Ama maalesef dünyada yaşanan gerçek tam da tersidir. Etnik yapı ve kimlikler hep ön plana çıkmakta veya çıkarılmaktadır. Bu durum, adeta devletlerin insanları sahiplenme hakkı gibi kabul edilmektedir.
Oysa dünyada safkan bir ırk olmadığı gibi, insanların olayın bilimsel yapısıyla da bir ilgisi yoktur. Örneğin Türklüğü ile öğünen Türk milliyetçisine, Avrupa’nın en karışık ve en az safkan milleti olduğumuz ve sekiz farklı gruba ait genler taşıdığımızı söyleseniz, milliyetçiliklerinden hiçbir şey eksilmez. Aynı şeyleri Kürt’e söyleseniz, onun da Kürtlüğünden bir şey eksilmez.
Ama ben yine de etnik yapıyı öne çıkaranlara şu kadarını söyleyeyim ki, maalesef dünyada saf kan insan bulmak çok zor bir olay olduğu gibi, ulaşım ve iletişim çağı, kalanları da yok edecektir.
İsviçreli ‘iGenea’ şirketinin araştırmalarına göre, Türkler şu genleri taşımaktadır.

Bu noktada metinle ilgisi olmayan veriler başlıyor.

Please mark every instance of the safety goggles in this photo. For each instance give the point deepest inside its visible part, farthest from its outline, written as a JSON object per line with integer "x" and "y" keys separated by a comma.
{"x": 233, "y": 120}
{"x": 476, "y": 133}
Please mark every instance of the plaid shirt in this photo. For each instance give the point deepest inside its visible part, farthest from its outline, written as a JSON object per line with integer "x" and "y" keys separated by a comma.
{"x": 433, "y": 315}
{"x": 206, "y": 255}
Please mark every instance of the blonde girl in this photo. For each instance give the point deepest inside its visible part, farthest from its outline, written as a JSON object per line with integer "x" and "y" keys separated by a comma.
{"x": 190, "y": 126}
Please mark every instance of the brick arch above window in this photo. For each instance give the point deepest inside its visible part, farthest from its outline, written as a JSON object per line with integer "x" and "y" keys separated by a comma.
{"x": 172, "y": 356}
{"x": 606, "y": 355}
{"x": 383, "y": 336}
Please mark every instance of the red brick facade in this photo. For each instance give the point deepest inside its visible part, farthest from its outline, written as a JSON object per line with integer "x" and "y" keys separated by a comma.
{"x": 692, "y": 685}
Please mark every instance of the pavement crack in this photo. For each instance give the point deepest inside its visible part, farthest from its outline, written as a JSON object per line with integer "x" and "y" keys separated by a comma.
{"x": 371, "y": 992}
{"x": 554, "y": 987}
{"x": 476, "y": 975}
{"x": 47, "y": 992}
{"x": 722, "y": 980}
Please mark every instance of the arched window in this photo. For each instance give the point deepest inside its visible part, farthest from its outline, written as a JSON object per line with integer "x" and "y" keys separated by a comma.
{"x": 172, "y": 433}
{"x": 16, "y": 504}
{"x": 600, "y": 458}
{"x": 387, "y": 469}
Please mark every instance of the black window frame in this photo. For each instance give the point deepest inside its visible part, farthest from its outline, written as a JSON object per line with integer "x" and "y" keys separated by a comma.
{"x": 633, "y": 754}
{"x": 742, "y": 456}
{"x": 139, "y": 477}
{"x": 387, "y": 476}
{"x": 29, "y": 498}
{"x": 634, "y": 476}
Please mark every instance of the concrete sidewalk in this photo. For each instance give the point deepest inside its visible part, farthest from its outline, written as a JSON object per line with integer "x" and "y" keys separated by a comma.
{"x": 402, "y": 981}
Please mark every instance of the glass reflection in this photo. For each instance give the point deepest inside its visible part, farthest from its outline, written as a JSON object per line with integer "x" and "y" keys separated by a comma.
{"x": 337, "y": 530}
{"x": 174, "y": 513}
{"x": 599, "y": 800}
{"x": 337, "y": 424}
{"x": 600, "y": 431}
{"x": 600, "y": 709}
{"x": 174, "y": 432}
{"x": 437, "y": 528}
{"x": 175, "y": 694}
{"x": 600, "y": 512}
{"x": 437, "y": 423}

Türk, Berberi, Helenik, Cermen, Slav, Arap, Yahudi, İllirya.
Geçmişte üstün ırk ve safkan Alman üretme gibi iddialı görüşler ileri süren Almanların genlerinde ise, Cermen geni sadece yüzde 25 olarak görülmekte ve yüzde on oranında da, yok etmeye çalıştıkları Yahudilerin genlerini taşıdıkları anlaşılmaktalar.
Bu yüzden bence insanlar etnik yapılarıyla öğünmek ve başkalarını etnik yapılarıyla değerlendirmek yerine, insani duygu ve düşünceleri ve insanlık için hizmetleriyle değerlendirmelidir. Türkiye’nin etnik yapısını incelerken, insanlar bunları bilsin ve olaylara buna göre yaklaşsın istedim.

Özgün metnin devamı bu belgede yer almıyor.